Resurrecting Insurrection

William T. Hathaway

Endless war … endless despair. America's military juggernaut continues to roll, crushing multitudes of soft, breathing human beings, creating more counter-violence at every turn, lumbering toward annihilation. We finally elect a leader who pledges to bring peace, and he morphs before our incredulous eyes into a war president, shifting the fighting onto mercenaries and local soldiers and claiming that's peace. We're still killing thousands of people, manipulating other nations, modernizing our nuclear weapons, forcing our financial will around the world, and jailing dissenters at home. Fortress America continues to expand globally as prison, sweatshop, and fire base. After all our years trying to change this country, how could we end up with this?

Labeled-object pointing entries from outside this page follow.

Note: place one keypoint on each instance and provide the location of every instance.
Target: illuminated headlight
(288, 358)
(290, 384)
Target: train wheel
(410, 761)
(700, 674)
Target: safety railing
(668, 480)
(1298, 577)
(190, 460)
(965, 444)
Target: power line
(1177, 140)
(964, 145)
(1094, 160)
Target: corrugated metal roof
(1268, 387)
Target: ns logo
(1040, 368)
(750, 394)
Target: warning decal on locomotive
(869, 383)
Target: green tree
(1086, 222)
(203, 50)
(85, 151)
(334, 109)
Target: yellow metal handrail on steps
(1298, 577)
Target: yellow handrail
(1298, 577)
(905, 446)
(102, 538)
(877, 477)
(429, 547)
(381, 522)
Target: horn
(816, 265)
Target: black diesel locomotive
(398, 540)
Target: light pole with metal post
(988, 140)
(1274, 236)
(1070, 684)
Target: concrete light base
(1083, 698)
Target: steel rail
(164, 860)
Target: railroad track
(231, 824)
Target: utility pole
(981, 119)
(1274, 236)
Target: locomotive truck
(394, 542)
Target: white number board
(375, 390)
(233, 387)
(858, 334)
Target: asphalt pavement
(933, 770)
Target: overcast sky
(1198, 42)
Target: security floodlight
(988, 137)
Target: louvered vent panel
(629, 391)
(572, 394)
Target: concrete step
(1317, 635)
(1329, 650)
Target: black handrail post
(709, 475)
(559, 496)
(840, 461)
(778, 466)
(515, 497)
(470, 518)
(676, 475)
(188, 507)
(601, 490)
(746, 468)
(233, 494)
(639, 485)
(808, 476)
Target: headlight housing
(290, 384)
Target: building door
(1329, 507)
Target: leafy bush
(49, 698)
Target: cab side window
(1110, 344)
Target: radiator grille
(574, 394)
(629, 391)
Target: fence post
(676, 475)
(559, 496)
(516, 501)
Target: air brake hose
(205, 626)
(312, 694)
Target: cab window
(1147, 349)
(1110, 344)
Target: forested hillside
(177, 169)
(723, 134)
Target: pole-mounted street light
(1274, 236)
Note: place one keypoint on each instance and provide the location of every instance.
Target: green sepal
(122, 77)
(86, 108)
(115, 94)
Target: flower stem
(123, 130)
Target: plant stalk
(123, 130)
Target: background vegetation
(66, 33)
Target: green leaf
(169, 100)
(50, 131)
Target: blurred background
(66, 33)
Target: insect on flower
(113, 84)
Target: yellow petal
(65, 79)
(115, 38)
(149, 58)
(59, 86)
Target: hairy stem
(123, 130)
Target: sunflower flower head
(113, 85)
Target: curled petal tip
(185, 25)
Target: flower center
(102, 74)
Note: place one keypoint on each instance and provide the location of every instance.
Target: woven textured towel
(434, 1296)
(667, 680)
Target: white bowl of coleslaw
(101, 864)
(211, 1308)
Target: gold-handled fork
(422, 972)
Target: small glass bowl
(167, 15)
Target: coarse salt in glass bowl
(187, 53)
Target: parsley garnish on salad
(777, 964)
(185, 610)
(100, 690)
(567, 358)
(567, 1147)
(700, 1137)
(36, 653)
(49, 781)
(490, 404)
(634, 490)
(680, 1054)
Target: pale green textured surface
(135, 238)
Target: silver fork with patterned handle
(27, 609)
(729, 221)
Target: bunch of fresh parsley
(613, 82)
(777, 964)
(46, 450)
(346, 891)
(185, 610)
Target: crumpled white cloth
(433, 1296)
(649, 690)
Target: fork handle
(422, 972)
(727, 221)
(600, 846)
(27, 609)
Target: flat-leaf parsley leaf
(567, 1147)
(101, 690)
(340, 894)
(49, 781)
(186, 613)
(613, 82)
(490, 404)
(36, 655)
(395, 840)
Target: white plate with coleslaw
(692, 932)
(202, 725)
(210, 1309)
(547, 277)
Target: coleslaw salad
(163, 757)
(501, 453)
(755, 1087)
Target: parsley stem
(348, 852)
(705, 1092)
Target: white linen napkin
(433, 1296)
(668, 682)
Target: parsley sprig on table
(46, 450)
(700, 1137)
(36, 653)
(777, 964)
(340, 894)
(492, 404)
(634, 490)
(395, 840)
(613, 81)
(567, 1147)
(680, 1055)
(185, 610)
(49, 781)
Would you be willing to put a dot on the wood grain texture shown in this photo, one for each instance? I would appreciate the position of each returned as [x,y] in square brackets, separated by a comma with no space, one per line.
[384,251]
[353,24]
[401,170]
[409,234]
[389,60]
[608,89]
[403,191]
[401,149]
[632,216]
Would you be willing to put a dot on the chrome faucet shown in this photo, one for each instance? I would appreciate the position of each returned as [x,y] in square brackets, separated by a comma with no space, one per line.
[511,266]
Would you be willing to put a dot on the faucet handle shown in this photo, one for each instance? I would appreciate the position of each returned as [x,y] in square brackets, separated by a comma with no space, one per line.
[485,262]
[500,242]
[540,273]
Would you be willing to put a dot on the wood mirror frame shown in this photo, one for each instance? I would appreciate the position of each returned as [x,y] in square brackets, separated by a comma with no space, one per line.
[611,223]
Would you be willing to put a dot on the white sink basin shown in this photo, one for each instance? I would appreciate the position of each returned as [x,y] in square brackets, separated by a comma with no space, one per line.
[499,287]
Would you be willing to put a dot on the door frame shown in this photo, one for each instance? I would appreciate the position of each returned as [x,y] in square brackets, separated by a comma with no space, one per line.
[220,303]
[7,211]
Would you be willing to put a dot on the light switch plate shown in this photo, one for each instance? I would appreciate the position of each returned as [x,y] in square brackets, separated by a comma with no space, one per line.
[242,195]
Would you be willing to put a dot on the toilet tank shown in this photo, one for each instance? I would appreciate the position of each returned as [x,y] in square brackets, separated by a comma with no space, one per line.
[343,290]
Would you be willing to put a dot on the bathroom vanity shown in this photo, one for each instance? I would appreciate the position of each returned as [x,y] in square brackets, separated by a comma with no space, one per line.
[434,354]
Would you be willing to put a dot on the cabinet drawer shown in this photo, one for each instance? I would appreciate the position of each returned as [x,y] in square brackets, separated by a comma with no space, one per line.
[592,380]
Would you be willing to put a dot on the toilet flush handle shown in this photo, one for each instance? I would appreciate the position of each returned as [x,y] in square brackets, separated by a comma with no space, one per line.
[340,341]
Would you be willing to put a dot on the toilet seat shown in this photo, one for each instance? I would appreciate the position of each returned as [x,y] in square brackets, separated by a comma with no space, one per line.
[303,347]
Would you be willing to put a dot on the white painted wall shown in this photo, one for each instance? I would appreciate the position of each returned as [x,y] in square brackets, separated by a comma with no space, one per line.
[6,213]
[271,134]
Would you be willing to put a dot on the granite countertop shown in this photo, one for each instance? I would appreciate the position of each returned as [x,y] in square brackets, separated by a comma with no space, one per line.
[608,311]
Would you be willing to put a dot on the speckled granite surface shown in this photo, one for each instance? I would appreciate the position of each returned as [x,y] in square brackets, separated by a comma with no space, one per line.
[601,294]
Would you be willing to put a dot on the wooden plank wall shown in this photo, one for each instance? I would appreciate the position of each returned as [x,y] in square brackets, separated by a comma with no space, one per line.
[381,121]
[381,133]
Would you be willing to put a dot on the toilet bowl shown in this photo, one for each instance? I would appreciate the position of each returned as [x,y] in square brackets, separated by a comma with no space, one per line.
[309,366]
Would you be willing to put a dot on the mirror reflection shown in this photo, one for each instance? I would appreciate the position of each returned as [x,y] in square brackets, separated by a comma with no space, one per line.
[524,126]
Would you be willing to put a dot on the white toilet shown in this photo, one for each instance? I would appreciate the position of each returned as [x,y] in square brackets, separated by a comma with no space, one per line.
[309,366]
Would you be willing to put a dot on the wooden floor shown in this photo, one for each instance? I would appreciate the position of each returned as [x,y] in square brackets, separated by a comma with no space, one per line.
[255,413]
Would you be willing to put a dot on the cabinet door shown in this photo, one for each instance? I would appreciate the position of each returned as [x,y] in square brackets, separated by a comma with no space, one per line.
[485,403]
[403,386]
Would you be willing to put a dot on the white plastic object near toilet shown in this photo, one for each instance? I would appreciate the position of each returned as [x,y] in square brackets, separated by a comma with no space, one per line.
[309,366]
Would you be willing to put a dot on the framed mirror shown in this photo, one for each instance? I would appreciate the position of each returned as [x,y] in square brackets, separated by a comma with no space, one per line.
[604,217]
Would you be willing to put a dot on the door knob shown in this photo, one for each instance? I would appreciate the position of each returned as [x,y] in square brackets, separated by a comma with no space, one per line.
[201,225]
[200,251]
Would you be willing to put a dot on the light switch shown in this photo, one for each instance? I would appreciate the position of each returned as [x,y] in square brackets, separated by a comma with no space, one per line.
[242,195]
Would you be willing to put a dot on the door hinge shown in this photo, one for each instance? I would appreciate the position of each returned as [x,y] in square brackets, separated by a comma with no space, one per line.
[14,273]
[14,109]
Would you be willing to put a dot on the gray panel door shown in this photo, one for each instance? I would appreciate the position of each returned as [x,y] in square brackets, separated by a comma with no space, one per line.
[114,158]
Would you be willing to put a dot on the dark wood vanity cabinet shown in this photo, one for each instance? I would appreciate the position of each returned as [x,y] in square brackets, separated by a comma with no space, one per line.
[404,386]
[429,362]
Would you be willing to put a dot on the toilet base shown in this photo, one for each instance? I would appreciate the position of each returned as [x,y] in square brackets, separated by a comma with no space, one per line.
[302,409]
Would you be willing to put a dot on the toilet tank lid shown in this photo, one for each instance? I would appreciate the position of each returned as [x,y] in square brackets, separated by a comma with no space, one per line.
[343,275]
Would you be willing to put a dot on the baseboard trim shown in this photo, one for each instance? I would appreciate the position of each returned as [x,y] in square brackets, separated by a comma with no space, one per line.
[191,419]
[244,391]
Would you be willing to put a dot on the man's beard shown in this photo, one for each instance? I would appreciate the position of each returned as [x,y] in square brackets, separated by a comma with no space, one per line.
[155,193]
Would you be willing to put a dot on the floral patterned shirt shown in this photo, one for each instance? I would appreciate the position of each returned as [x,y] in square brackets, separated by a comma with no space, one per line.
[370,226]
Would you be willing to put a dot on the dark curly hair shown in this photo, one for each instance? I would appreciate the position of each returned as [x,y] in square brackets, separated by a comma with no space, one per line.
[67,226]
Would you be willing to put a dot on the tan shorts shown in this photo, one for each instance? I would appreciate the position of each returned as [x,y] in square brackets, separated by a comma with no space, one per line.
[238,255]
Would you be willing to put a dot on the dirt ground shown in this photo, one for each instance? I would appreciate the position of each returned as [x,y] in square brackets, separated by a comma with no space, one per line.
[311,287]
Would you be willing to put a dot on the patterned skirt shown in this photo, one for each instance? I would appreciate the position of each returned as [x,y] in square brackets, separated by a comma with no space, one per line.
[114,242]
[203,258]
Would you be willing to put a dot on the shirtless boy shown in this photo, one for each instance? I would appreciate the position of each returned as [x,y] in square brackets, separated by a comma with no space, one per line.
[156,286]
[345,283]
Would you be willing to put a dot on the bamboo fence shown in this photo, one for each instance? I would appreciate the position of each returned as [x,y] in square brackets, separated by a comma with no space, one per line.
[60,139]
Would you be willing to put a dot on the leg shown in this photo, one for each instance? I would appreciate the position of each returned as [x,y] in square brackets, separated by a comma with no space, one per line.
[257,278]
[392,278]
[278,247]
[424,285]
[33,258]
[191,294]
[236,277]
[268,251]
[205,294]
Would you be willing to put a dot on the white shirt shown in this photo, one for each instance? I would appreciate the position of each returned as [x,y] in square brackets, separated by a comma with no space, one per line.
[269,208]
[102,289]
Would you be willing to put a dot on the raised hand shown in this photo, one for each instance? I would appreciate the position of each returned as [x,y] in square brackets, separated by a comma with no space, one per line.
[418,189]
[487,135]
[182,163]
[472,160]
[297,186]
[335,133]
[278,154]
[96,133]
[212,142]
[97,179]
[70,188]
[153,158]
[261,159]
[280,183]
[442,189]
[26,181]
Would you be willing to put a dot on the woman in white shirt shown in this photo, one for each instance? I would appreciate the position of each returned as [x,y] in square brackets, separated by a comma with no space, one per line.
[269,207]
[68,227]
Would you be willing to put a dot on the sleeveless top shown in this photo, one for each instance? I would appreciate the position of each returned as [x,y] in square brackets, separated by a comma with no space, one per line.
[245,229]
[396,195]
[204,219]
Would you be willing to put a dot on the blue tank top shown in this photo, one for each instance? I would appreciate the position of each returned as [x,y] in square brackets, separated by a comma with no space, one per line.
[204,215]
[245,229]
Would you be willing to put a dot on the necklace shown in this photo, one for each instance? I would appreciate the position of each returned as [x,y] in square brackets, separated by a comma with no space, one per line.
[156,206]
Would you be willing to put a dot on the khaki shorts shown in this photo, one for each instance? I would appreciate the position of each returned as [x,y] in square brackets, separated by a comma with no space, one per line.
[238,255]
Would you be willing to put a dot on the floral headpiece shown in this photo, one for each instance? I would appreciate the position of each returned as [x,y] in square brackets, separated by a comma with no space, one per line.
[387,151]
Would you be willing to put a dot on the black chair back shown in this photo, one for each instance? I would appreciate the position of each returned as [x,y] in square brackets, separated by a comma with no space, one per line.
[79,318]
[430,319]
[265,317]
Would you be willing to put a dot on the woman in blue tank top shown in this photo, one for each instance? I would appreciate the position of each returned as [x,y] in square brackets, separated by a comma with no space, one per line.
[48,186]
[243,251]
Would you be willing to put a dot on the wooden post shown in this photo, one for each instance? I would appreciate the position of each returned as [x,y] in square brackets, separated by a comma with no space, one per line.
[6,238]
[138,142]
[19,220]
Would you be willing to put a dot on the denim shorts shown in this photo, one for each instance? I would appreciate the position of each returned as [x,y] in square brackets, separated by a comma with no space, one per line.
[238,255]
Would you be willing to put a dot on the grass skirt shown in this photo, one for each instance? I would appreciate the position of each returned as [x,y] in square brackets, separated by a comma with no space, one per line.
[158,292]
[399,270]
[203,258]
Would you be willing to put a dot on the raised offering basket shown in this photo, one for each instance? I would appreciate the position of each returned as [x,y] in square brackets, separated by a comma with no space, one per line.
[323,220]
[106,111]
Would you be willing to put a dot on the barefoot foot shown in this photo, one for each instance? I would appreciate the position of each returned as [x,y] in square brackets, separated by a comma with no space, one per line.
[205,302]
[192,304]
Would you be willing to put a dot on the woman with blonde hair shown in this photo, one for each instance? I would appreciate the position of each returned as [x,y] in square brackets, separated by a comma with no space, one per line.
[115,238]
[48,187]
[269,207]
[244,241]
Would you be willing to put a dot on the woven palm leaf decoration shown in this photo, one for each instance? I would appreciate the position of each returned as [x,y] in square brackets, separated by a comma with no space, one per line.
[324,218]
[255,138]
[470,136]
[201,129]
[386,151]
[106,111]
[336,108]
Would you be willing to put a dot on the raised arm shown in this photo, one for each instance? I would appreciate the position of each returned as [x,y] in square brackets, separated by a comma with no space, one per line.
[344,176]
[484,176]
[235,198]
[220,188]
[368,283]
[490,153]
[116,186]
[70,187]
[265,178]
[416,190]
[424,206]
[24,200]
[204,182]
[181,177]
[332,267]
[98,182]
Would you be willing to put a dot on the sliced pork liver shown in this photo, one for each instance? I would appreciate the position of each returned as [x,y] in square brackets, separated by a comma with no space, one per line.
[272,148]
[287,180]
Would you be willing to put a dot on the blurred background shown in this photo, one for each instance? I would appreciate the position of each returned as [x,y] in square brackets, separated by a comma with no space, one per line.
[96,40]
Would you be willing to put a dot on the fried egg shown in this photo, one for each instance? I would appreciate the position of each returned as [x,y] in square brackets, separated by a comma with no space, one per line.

To answer this question and avoid falling into catatonic despondency or self-destructive rage, it might help to review the history of the age we live in. More than revolution or reform, what has shaped our times most strongly is revanchism. Rolling back change and reinstating the old order has been the dominant current.

This began immediately after the Russian Revolution, when the USA, Britain, France, and Japan sent in soldiers to try to reverse it. Although they failed, this marked the beginning of 70 years of military and economic warfare. The capitalist powers were so threatened by communism that they pulled out all the stops to overthrow it, unleashing an offensive of sabotage, espionage, and armed conflict that killed millions in Korea and Vietnam, brought the world to the brink of nuclear annihilation, and eventually brought the Soviet government to its knees. If communism hadn’t been under this relentless attack, it might have developed into a much different system.

The anti-communist campaign helped fuel the second revanchist movement, fascism. In a Germany impoverished by territorial losses and the injustices of the Versailles Treaty, the Nazis portrayed communists and Jews as actively destroying what was left of the country. They used them as scapegoats to mobilize the Germans into a war of reconquest, to restore the Reich.

The cataclysmic results of this for the Jewish people -- one out of every three of them in the world murdered -- increased Zionist demands for an independent nation. They became determined to retake the territory from which the Romans had expelled their ancestors two thousand years ago. Their historic chronicles and centuries of vowing “Next year in Jerusalem” convinced the Zionists the land actually belonged to them and they had the God-given right to take it back.

Their attempts to do so enraged the current residents, whose ancestors weren’t involved in the expulsion. For centuries Arabs had lived peacefully with Jewish minorities in their midst, but the proclamation of a Jewish state, seizures of land, and the influx of millions of Europeans were to them an invasion. The Arabs saw the creation of Israel as an effort to maintain European-US power in their region after the retreat of colonialism.

Their bitterness over this gave rise to the fourth revanchist movement, Islamic fundamentalism intent on revenging defeats, driving out the infidels, and reestablishing the grandeur of their ancient empire.

The fifth revanchist movement is the right-wing assault on the cultural changes of the 1960s and ‘70s. Deeply threatened by the creative chaos that erupted then, conservatives have launched a crusade to stamp it out and restore their version of virtue. From sexuality to religion to politics, liberating trends are being beaten back into conventionality.

It’s become clear that we live in a reactionary era. The conservatives have far more power than the progressives and are determined to use it with as much brutality as necessary to maintain control.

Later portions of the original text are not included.